RODRIGO FONSECA
Embrulhado num robe monástico vermelho, o protagonista de “Abiding Nowhere”, narrativa anfíbia com um pulmão a respirar cinema e outro a expirar videoarte, abriu caminhos a passos lentos para o regresso do realizador malaio radicado em Taiwan Tsai Ming-liang à Berlinale. É um longa-metragem de 79 minutos rodado nos EUA com base num projeto on the road de essência metafísica do multiartista consagrado com o Leão Ouro por “Vive L’Amour”. Um outro cult de sua carreira, “O Sabor da Melancia” (2005), está em projeção no evento alemão, na Berlinale Classics, em cópia nova, num gesto de preservação de sua memória.
“Não seria capaz de rodar hoje certos planos que filmei na juventude, por não ter mais a força que tinha, por estar mais interessado numa trança da linguagem cinematográfica com as artes visuais e por estar com a mentalidade mais jovial hoje do que ela era décadas atrás”, disse Tsai ao Lab Pop em Berlim, onde seu filme, exibido em sessão hors-concours, gerou debandada pelo desapego pleno a convenções ás quais a tela grande ficou refém. “Num tempo em que imagens são consumidas em suportes digitais variados, eu me apego à tela grande como um lugar de ritual”.
Muso do cineasta, Lee Kang-Sheng passa toda a duração de “Wu Suo Zhu” (título original de “Abiding Nowhere” a trafegar por Washington, a partir de um mergulho num rio, em área silvestre, onde imerge, emerge e flutua. Sua cabeça rapada e sua túnica rubra humilde lhe dão um perfil de monge. Sem palavras, atento ao esplendor da Natureza numa comunhão quase espiritual com ela, o sujeito entra na estação de trens, adentra uma igreja e passeia por um museu. Outro estranho (vivido por Anong Houngheuangsy) também se desloca pela cidade. Não sabemos se está ou não a seguir o caminhante, mas traça seu próprio trajeto a tangenciar os passos do protagonista. Ora pensamos que são dois lados de uma mesma alma, fraturados pela instância corpórea. Ora pensamos que são indivíduos diferentes, que se esbarram numa imensidão natural avessa ao progresso. Essa é a premissa que Tsai tirou dos relatos sobre Xuanzang, um monge budista da dinastia Tang que viajou milhares de quilómetros a pé entre a China e a Índia.

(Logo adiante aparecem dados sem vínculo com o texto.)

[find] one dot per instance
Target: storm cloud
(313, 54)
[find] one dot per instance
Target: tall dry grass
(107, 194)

Cansaço físico é um sintoma da fase outonal em que o diretor malaio radicado em Taiwan Tsai Ming-liang confessa estar, aos 65 anos de uma vida devotada à arte de filmar.
“Hoje só me interessa aquilo que desindustrialize a expressão audiovisual”, disse Tsai em entrevista ao Lab Pop em agosto, no Festival de Locarno, na Suíça, aonde foi receber um tributo pelo conjunto de sua obra: o troféu Pardo Alla Carriera.

O herói monástico de “Abiding Nowhere”

Após uma série de telefilmes feitos no fim da década de 1980, Tsai partiu para a direção de longas-metragens feitos para sala de projeção a partir de 1992, com “Rebeldes do Deus Neon”, que lhe deu cinco prêmios em mostras em Turim, Nantes e Tóquio. Soma atualmente a marca de 70 troféus. Um de seus trabalhos mais recentes ganhou o Teddy, a mais famosa láurea LGBTQIA+ das telas, dada a ele na Berlinale de 2020, por “Days”.
“Foi um filme de baixo orçamento, equipe bem pequena, que mostra o sexo como uma forma de analgésico para a solidão de um homem já em tempo de velhice. Acho que a minha chegada aos 60 me deu a curiosidade de entender o que muda no meu corpo”, diz o diretor, fã assumido do cinema de François Truffaut e da Nova Vaga Alemã. “Provar da liberdade é o que me move a seguir criando”.
Na competição oficial pelo Urso de Ouro de 202, o grande filme do festival, desde sua abertura, na última quinta-feira, é “La Cocina”, do mexicano Alonso ruizpalacios, que aborda os bastidores de um restaurante nova-iorquino apinhado de imigrantes. Um deles, dos mais queridos pelo coletivo de profissionais, o cozinheiro Pedro Raúl Briones (perfeito em cena), entra em parafuso por conflitos amorosos com a namorada grávida, a atendente Julia (Rooney Mara). Destaca-se ainda a produção germânica “Sterben”, de Mathias Glasner, uma dramédia sobre a finitude. O colombiano ‘Pepe”, cujo protagonista é um hipopótamo levado da África para a América Latina, num capricho do narcotráfico, também tem chance de impressionar o júri presidido pela atriz queniana Lupita Nyong’o.